Now let $v'= vA$. If $v$ were an eigenvector, that means that $v' = \lambda v$. Since $v'$ is also a probability distribution, all its entries must also add up to $1$, and this can only happen if $\lambda = 1$.

Answer 3

Suppose that $M$ has a left eigenvector, $u$, with eigenvalue $\lambda$: $$ u^T(M-I\lambda)=0\tag{1} $$ Let $\{v_j\}_{j=1}^n$ be the columns of $M-I\lambda$. Equation $(1)$ says that for all $j$, $u\perp v_j$.
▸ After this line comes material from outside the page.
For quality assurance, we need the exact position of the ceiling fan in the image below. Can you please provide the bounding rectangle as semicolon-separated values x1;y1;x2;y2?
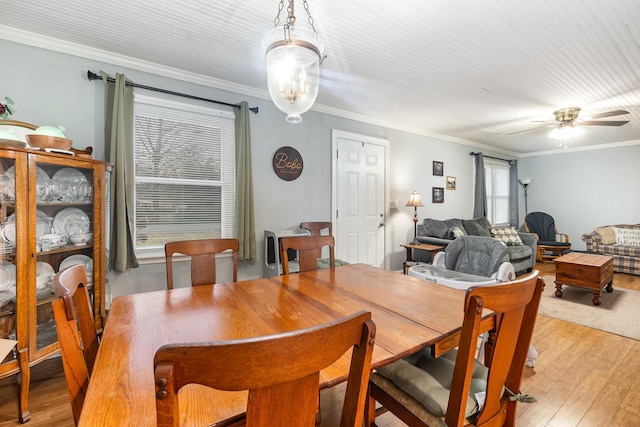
507;107;629;139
Being $n+1$ vectors in $\mathbb{R}^n$, $u$ and $\{v_j\}_{j=1}^n$ must be linearly dependent. That is, there are $a$ and $\{b_j\}_{j=1}^n$, not all $0$, so that $$ au+\sum_{j=1}^nb_jv_j=0\tag{2} $$ If we take the dot product of $u$ with $(2)$, we get $$ \|u\|^2a+\sum_{j=1}^n0\,b_j=0\tag{3} $$ That is, $a=0$. Thus, $(2)$ becomes $$ \sum_{j=1}^nb_jv_j=0\tag{4} $$ where not all $b_j$ are $0$. $(4)$ can be rewritten as $$ M\begin{bmatrix}b_1\\b_2\\b_3\\\vdots\\b_n\end{bmatrix} =\lambda\begin{bmatrix}b_1\\b_2\\b_3\\\vdots\\b_n\end{bmatrix}\tag{5} $$ Therefore, $M$ has a right eigenvector with eigenvalue $\lambda$.

Answer 4

For a Markov matrix A, we know the j-th diagonal element of $(A-I)$ can be expressed as $-\sum^n_{i \neq j} a_{ji}$.
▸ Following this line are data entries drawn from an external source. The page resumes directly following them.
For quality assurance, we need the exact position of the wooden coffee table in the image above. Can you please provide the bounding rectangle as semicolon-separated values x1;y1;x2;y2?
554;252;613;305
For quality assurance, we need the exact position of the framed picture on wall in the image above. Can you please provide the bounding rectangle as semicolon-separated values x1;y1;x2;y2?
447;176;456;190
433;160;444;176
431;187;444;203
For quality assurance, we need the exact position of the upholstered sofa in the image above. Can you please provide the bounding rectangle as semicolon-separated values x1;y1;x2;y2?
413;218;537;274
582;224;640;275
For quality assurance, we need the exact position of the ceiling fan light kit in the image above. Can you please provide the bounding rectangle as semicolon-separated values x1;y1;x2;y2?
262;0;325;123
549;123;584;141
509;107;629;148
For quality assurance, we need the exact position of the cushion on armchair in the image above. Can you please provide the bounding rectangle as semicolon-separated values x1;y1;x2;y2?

It may not be too obvious to see that $det(A-I)=0$, while it is easier to prove $det((A-I)^T)=0$. This is because, for $(A-I)^T x =0$, we have non-zero solution $x=(1,1,\cdots,1)$, indicating $(A-I)^T$ is singular. For square matrix $(A-I)$, we have $det(A-I)=det((A-I)^T)=0$, hence, we know $1$ is an eigenvalue of Markov matrix A.

Answer 5

Let $A$ be a stochastic matrix as you stated in your question. Let $\mathbf{1}$ be a column vector of all $1$s. Then the $j$th component of $A1$ is the sum of the $j$th row of $A$. This gives $A1 = 1$. Thus $\lambda = 1$ is an eigenvalue corresponding to the eigenvector 1.
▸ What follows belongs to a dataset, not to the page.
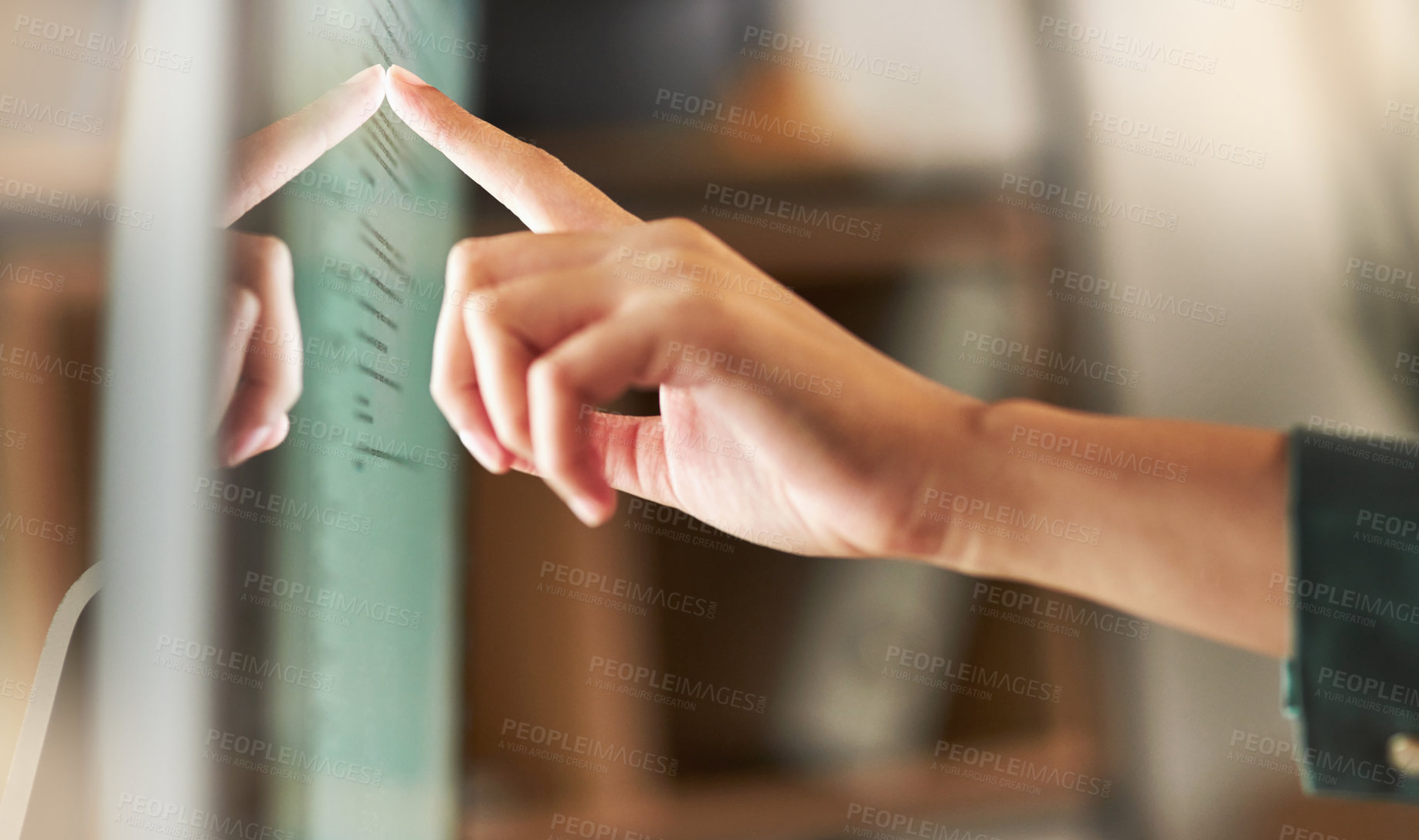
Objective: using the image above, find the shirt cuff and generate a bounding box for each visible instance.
[1271,430,1419,801]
Also when you try to diagonalize a stochastic matrix that all rows sum to 1 the characteristic polynomial will factor out $(\lambda -1)$ no matter what the rest of the polynomial will be.

Answer 6

When we calculate eigen values and eigen vectors: Given an eigenvalue Y, and eigenvector associated with Y is a non zero vector x such that: (A-YI)x=0

Now in markov chain a steady state vector ( when effect multiplying or any kind of linear transformation on prob state matrix yield same vector) :

qp=q where p is prob state transition matrix this means Y = 1 as an eigen vector of P' which also means

There is an unique probability vector q which is an eigenvector associated with eigenvalue 1.